Fffffff... yeah. That track is on a CD that gets played on constant rotation in the bar at work and it drives me fucking insane. Bunch of awful 80s ballads which were (admittedly quite shit in my opinion, but nevertheless) individually tolerable at some vague point in the past.

'Golden Brown' by The Stranglers is one of, if not the utmost, greatest songs I've ever heard, but it's also on this CD and while I can listen to it about three or four times in a row in the comfort of my own home, I am getting pretty damn sick of hearing it at work now. The juxtaposition of the song and the scenario of labouring under it are just not enjoyable.

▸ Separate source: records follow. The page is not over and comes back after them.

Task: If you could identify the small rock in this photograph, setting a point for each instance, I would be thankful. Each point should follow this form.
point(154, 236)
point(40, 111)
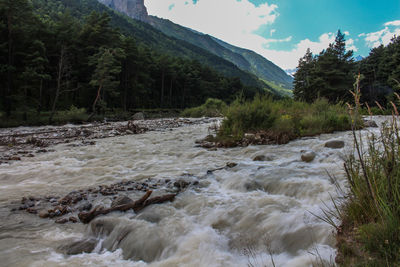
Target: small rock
point(43, 214)
point(85, 206)
point(121, 200)
point(370, 123)
point(249, 136)
point(334, 144)
point(138, 116)
point(62, 220)
point(308, 156)
point(31, 210)
point(253, 186)
point(206, 144)
point(73, 219)
point(231, 164)
point(78, 247)
point(260, 158)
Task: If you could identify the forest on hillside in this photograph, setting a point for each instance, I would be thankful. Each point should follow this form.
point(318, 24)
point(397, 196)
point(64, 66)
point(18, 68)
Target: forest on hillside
point(333, 72)
point(53, 59)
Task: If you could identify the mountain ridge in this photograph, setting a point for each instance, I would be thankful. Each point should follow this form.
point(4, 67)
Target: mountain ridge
point(245, 59)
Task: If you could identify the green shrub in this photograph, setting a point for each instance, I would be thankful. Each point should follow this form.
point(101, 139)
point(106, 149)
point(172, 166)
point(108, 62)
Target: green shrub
point(211, 108)
point(283, 120)
point(73, 115)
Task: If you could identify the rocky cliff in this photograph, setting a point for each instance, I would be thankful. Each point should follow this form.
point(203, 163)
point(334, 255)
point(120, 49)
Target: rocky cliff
point(132, 8)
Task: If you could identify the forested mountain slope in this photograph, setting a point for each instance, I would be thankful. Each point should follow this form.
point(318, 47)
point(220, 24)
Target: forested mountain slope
point(243, 58)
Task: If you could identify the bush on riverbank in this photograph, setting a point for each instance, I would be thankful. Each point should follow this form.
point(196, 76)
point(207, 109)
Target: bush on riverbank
point(284, 120)
point(370, 230)
point(211, 108)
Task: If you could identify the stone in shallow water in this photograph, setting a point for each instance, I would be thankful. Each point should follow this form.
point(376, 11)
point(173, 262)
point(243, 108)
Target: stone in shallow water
point(308, 156)
point(121, 200)
point(43, 214)
point(78, 247)
point(370, 123)
point(335, 144)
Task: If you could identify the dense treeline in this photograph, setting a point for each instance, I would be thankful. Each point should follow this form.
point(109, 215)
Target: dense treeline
point(52, 60)
point(331, 74)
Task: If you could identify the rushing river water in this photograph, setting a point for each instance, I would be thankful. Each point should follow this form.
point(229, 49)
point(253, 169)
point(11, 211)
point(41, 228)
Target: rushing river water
point(261, 206)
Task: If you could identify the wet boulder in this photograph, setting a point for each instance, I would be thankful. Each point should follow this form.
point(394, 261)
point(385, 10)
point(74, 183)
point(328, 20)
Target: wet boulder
point(44, 214)
point(138, 116)
point(260, 158)
point(370, 123)
point(85, 206)
point(121, 200)
point(253, 186)
point(78, 247)
point(231, 164)
point(308, 156)
point(263, 158)
point(335, 144)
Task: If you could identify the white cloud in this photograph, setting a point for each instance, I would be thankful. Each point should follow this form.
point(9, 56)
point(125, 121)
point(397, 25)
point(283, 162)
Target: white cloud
point(235, 22)
point(393, 23)
point(375, 39)
point(230, 20)
point(290, 59)
point(350, 45)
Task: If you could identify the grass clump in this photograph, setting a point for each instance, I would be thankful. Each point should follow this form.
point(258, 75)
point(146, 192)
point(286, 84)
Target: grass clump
point(369, 234)
point(371, 216)
point(284, 120)
point(211, 108)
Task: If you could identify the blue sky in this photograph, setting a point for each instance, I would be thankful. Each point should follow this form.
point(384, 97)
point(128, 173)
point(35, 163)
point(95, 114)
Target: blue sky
point(281, 30)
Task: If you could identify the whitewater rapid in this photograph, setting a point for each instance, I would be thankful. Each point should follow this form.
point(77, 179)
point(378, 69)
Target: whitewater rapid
point(266, 208)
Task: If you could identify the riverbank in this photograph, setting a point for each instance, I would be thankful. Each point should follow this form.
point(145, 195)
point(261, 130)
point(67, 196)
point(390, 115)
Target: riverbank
point(25, 142)
point(265, 121)
point(229, 210)
point(369, 233)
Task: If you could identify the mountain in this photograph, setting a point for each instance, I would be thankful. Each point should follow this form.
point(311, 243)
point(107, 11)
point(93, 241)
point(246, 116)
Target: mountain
point(147, 35)
point(132, 8)
point(358, 58)
point(243, 58)
point(291, 72)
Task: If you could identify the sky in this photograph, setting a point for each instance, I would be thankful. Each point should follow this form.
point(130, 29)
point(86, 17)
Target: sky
point(282, 30)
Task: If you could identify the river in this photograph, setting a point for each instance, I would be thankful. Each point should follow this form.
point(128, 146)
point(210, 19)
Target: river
point(248, 214)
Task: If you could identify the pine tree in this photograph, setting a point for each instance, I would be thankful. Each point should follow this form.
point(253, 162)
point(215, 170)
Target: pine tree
point(107, 67)
point(303, 77)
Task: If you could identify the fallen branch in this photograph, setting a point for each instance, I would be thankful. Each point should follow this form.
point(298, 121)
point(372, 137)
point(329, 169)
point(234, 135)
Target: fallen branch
point(138, 205)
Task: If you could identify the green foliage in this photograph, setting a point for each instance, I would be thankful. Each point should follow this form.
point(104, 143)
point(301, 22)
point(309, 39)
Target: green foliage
point(328, 75)
point(374, 202)
point(283, 120)
point(381, 71)
point(245, 59)
point(73, 115)
point(212, 108)
point(55, 54)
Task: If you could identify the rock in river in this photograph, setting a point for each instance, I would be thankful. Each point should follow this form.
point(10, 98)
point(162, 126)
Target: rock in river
point(308, 156)
point(121, 200)
point(370, 123)
point(335, 144)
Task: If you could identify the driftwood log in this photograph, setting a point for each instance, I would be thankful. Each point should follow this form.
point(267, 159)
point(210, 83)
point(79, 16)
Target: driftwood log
point(137, 205)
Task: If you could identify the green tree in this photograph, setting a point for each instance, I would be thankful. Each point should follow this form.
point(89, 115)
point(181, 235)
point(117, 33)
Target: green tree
point(329, 75)
point(303, 77)
point(104, 78)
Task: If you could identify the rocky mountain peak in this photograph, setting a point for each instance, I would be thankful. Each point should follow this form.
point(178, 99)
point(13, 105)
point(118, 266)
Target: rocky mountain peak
point(132, 8)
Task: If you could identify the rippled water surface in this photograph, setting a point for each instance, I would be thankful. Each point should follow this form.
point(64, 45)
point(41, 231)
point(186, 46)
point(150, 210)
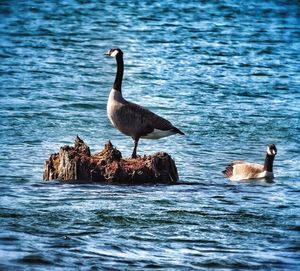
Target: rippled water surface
point(227, 73)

There's an interesting thread in that.

Edit: So I'll start one.

rudi

Groove is in the Heart - Dee-lite, William it was really Nothing - The Smiths, I Am the Resurrection - The Stone Roses oh my I could do about twenty of these. Fabulous songs that you hear at every single bloody Hey Ya - Outkast gathering, be it wedding, funeral Rock Lobster - B52s, work do, bah mitzvah bloody anything so when you say you really don't want to Just can't get Enough - Depeche Mode dance you're accused of being some kind of musical snob rather than feeling like the poor bloody thing should be allowed to rest for a few years in peace...

non capisco

The flipside of this for me is Blue Monday by New Order which I've never got sick of hearing in any context, it always sounds amazing.

I think I'd have to nominate Iggy Pop's 'Lust For Life' which is undeniably a great record but at one point after its use in 'Trainspotting' seemed to be soundtracking everything, show-jumping montages, daytime DIY shows, you name it plus there were the endless Trainspotting parodies and references where footage of anyone running down a street was set to 'ba-dum-dum-dum, dum-dum-da-dum'. I realise it's about 13 years on now but that drum intro doesn't make me think "fucking A!" but rather "oh, yeah, this." If I put that album on I usually start at track 2.